3. Results and Discussion
3.1. Correlation Analysis of the MCI Assessment System
Table 3 shows that the results of the corresponding scores generated by the MCI assessment system have a strong correlation with those of the traditional screening tests of the SPMSQ, Mini-Cog, MMSE, CASI, and SLUMS. In particular, the correlations with the MMSE and CASI are very high; but, the correlation with the CDR is moderate. The reason may be that the full score of the CDR test is only 3 points and the difference between each level is 0.5 points. When the MCI evaluation system calculates the CDR evaluation value, there may be large changes in the evaluation value due to slight differences in the responses of the subjects. Overall, the corresponding scores generated by the assessment system are consistent with some traditional screening tests. When doubts exist in one hardcopy test and other hardcopy tests are required, this may cause resistance in subjects, resulting in execution difficulty. Tests using our assessment system can be converted simultaneously to the traditional screen tests’ scores (Mini-Cog, SPMSQ, MMSE, SLUMS, and CASI) and correlate exceptionally well with them, significantly decreasing the difficulty of conducting multiple tests.
3.2. Effectiveness Analysis of the MCI Assessment System
Table 4 shows the comparative analysis of the “MCI assessment system” test and the hardcopy tests. Orange areas in the table show that the test met MCI criteria. The experiment results showed that the criteria for MCI symptoms were simultaneously met in the “MCI assessment system” test and the traditional screening tests for subjects No. 4, No. 10, and No. 23, showing that it is almost confirmed that these three subjects have MCI and may even have AD symptoms. These subjects were recommended to undergo further evaluation in a medical institution or undergo related medical measures. Subject No. 20 had suspected MCI results in the traditional Mini-Cog and CDR and the corresponding Mini-Cog and SLUMS results of this assessment system showed suspected MCI. This result showed that the subject may be close to the cutoff for MCI and further follow-up is required. It is recommended that the subject undergoes another test after 2–3 weeks to confirm whether the symptoms are present or goes to a medical institution to assess disease progression.
Table 4 also shows that most subjects have highly suspected MCI results for the SLUMS in the assessment system. This result showed that the assessment system might have higher sensitivity in converting the SLUMS scores, resulting in the MCI case. At this point, other test scores should be used as a basis for judgment. Generally, the screening analysis results found a high correlation between the MCI assessment system and traditional screening tests. The assessment system would also show similar results if multiple traditional screening tests showed that the subject had MCI or AD. If only a few traditional tests showed that the subject had MCI or AD, the assessment system would also show data for these corresponding tests but with some differences. When there are differences between the assessment system and traditional screening tests, the subject should be followed up with continuously. Overall, the results of this assessment system are reliable.
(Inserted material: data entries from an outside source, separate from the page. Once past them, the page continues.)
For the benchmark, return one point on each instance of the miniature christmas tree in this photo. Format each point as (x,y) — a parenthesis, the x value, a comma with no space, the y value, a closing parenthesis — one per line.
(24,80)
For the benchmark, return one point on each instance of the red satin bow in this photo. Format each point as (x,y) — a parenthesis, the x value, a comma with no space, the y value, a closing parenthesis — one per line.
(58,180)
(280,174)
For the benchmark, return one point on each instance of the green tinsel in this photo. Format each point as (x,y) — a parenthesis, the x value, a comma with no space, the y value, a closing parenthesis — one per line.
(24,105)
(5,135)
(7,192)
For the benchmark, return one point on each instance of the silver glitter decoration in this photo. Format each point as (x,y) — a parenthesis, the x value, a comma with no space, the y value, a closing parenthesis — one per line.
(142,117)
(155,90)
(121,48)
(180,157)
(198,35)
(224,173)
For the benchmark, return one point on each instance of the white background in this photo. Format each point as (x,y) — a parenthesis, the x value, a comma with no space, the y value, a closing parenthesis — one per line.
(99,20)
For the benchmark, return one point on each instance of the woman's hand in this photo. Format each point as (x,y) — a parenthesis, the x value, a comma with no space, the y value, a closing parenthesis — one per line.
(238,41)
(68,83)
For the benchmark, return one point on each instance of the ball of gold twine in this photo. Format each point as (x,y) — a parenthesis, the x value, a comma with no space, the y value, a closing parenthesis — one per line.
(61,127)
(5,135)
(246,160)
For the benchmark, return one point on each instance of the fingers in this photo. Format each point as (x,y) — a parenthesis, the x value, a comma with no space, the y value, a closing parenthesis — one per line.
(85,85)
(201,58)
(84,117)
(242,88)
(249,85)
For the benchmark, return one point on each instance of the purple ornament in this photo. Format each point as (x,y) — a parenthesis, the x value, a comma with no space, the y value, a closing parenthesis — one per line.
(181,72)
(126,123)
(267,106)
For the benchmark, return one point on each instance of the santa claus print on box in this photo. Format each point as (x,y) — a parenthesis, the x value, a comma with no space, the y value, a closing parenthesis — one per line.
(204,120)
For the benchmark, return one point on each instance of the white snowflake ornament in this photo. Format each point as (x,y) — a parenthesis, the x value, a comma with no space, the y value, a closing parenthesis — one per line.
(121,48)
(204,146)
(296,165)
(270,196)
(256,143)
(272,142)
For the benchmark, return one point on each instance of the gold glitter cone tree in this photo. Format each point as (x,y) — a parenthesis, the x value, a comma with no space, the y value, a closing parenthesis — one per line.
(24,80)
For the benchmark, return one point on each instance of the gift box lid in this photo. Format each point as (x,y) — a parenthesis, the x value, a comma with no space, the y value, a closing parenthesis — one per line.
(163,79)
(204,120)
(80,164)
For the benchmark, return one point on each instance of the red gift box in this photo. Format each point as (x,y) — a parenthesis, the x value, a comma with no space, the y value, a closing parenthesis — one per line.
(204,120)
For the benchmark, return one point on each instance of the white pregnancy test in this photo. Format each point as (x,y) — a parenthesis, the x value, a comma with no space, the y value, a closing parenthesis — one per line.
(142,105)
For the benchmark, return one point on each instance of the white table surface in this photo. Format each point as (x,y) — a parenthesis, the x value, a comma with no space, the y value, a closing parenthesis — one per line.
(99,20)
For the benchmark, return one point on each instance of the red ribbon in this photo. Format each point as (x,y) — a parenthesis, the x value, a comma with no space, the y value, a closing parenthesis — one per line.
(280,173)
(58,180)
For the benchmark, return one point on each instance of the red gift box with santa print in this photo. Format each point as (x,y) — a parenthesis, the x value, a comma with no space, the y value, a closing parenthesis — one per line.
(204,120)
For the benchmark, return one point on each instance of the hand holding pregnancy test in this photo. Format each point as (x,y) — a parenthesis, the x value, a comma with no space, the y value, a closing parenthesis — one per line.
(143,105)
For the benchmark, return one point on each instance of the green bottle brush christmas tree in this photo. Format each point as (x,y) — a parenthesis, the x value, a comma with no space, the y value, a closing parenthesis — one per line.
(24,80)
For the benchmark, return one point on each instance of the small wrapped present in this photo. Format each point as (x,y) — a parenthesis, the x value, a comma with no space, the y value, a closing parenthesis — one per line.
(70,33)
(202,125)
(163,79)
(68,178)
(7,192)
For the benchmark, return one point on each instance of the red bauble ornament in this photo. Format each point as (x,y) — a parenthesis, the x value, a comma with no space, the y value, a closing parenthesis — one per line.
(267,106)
3.3. Effectiveness Analysis of the Fuzzy Measurement
In order to improve assessment when using the “MCI assessment system” test, fuzzy logic was used to construct a MCI fuzzy prediction module in this study. This module used the scores of six major assessment tools as membership functions for FLC (fuzzy logical control) and a rule base was used to generate fuzzy inference. The purpose of outputting results is to provide clinic workers with MCI reference values. Figure 17 shows the distribution of the scores of the MCI assessment system test and hardcopy tests (MMSE, SLUMS, and CASI). In particular, subject No. 20 showed that the test scores were inconsistent between the traditional screening tests: the traditional Mini-Cog and CDR showed suspected MCI results but the SPMSQ, MMSE, SLUMS, and CASI showed normal results. At this time, the evaluation score of the assessment system was 26 points, reaching the suspected MCI score. Therefore, it can be judged that the subject was a suspected MCI patient. In addition, subject No. 4 showed suspected MCI in all six traditional screening tests. The evaluation score of the assessment system was 55 points, which belonged to confirmed MCI patients. This result also proves the credibility of the MCI assessment system.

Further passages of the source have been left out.